— И ты вызвал меня, чтобы вручить эту бумажку? — спросил потрясенный Лагров.
— Да. Хотел поговорить с тобой, а заодно передать тебе документ. Пора обсудить некоторые неприятные моменты будущего устройства новомодной утопии, в которую мы так неожиданно угодили. Теперь, когда ты станешь отцом, тебе придется относиться к теории построения общества ответственнее. Отныне ты должен думать не только о себе, но и о своем ребенке. Понимаешь, теория золотого миллиарда плавно превращается в бриллиантовые сто миллионов. Это обязательно вызовет социальный протест, а может и стихийный бунт. Нам следует приготовиться к неприятным последствиям исполнения ваших идиотских иллюзий.
— Папа, ты меня достал!
Предоставленные Зимину три месяца пролетели быстро. Упорная работа над повестью не оставляла свободного времени. И только после того, как была внесена последняя правка, в голове у Зимина стали появляться посторонние мысли, не связанные с текстом. Почувствовать себя нормальным человеком, вытряхнуть из подсознания все, что накопилось там за время работы, обычно удавалось дней за десять. Но уже одно то, что он мог теперь думать не только о тексте, но и о чем-то другом, обнадеживало.
Правда, мысли его посещали невразумительные. После бесед с тетей Клавой и профессором Лобовым Зимин стал лучше понимать сложившуюся ситуацию. Коллегия по нормализации проводит выгодную финансовую аферу с бессмертием, что тут загадочного? Не они первые, не они последние. Сложнее было разобраться со странностями, которые с удручающей регулярностью стали происходить в его собственной жизни.
Например, умопомрачительная история с эпизодом, который он сочинил про Ника Пратова и его подругу. Об этом можно было бы забыть, как и о других фантазиях, которым не нашлось места в книгах. Но он встретил эту женщину в реальности. Встретил придуманный персонаж. Вот так приключение! Зимин не мог заставить себя поверить в то, что это случайность или совпадение, но придумать разумное объяснение столь потрясающему происшествию не сумел. У него начались проблемы с головой?
При любом раскладе это было удивительно. Зимин стал вспоминать, что он там насочинял о научном Подполье, Пратове и его боевой соратнице, и попытался сравнить выдуманный им образ с реальной женщиной — Тамарой, так ее вроде бы звали, найти совпадения и отличия. Довольно быстро он сообразил, что сделать это будет не легко, поскольку нафантазированный образ был плохо продуман. Всего лишь слабо прописанный эскиз, были намечены только общие черты характера, которые, как принято считать, присущи террористам. Зимин тупо воспользовался литературными штампами.
Но и о реальной Тамаре рассказать можно было очень мало. Поджигательница административного здания. Вот, собственно, и все. Да и то к этому обвинению следовало относиться с известным скепсисом. Веских доказательств не было. Разве что косвенные. В ее поведении было много подозрительного, но этого явно недостаточно, чтобы объявлять ее поджигательницей.

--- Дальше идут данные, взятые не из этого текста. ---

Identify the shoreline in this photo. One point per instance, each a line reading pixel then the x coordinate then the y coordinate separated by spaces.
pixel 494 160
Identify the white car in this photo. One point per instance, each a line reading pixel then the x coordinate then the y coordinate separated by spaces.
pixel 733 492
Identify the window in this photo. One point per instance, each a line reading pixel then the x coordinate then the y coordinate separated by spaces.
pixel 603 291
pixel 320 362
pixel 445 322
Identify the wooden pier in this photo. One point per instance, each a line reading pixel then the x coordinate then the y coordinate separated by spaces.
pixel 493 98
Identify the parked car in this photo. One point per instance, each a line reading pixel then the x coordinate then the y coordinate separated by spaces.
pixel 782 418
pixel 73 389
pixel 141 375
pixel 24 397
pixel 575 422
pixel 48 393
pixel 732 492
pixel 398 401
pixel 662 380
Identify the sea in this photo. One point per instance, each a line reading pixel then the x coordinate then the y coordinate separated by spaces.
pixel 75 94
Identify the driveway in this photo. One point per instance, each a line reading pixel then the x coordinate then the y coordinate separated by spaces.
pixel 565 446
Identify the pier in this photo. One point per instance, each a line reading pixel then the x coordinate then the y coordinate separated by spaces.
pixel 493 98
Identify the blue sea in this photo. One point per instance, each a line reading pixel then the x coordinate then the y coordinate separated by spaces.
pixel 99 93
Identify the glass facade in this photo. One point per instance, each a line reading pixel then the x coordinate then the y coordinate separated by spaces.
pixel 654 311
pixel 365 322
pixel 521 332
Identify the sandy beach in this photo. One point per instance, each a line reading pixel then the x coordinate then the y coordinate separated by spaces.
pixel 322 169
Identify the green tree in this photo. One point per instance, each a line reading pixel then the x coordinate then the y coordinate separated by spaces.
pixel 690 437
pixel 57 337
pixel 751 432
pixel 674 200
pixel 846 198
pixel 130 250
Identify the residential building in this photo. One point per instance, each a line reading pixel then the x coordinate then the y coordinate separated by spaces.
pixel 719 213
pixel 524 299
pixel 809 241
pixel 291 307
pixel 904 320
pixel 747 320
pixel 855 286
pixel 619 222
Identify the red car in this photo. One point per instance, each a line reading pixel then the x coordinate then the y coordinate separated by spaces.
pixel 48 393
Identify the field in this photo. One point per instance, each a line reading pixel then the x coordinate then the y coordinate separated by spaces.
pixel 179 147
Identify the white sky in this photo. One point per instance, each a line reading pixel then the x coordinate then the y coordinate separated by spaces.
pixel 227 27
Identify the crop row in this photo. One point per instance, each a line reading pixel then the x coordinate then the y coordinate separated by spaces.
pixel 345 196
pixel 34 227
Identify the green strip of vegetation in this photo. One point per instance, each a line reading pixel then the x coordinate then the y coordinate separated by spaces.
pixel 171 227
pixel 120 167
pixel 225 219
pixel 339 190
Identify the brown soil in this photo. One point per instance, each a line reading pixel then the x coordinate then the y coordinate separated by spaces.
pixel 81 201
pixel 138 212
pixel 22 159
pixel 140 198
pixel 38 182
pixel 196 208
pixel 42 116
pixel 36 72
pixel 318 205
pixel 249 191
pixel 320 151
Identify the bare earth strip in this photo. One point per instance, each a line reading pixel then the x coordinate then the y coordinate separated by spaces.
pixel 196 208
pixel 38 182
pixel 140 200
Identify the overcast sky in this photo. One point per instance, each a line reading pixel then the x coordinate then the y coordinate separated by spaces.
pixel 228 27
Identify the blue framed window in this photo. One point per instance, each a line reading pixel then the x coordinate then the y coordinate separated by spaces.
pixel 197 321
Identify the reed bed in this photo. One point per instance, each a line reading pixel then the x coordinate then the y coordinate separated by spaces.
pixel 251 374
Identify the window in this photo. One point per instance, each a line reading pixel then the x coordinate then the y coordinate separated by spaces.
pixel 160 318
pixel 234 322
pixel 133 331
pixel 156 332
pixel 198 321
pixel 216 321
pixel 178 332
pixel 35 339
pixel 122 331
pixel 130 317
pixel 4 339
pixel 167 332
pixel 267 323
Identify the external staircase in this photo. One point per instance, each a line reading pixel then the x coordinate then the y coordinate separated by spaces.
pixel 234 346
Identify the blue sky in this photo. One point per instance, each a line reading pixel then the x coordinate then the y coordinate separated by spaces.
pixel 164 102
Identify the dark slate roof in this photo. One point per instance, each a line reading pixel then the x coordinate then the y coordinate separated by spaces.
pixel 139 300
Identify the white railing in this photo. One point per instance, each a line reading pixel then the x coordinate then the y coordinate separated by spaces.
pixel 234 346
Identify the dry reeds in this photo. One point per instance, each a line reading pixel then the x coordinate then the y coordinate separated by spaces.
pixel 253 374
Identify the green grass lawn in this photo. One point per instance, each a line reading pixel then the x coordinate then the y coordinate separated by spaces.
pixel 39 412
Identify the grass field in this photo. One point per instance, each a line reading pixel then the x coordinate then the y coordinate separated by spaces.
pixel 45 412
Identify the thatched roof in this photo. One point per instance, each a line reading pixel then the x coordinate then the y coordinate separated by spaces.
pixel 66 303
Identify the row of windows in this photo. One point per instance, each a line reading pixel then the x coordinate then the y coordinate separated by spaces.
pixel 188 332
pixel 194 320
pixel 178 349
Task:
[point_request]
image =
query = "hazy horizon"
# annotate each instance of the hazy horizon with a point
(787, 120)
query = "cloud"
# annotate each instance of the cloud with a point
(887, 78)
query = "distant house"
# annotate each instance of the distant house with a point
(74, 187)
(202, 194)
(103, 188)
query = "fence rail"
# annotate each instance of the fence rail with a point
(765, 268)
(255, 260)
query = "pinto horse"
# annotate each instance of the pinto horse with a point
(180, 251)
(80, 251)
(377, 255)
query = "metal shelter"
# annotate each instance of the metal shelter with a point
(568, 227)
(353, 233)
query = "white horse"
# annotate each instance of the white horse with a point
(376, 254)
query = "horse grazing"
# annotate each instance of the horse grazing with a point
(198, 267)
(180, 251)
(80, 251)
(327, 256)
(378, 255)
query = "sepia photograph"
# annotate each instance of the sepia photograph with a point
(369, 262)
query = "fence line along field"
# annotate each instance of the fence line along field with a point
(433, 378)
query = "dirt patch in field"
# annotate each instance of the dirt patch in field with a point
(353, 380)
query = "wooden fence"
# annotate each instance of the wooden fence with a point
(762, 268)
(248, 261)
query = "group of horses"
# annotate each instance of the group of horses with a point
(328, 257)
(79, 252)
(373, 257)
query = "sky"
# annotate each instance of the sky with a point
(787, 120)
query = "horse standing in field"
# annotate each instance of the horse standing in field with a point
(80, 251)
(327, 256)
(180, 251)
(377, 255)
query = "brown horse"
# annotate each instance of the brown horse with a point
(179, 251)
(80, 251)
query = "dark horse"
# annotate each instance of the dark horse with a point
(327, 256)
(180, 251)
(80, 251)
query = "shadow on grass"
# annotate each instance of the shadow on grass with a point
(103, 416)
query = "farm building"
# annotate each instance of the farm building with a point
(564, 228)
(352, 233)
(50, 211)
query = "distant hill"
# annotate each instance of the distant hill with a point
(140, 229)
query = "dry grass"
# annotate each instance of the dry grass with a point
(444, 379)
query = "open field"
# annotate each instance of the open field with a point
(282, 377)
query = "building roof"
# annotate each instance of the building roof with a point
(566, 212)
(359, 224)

Загадочным был сам факт ее появления возле Зимина. И еще она призналась, что знает Пратова. Зимин скорчил недовольную гримасу. Тамара могла поддакнуть, чтобы он от нее отстал, или неудачно пошутить. Остальное он сам додумал. Вот к чему ведет слишком пылкое воображение. «Но если бы не оно, жить стало бы скучнее», — подумал Зимин. И, тяжело вздохнув, отправился в свой любимый Отдел ненормативного чтения за деньгами, может быть, за последними.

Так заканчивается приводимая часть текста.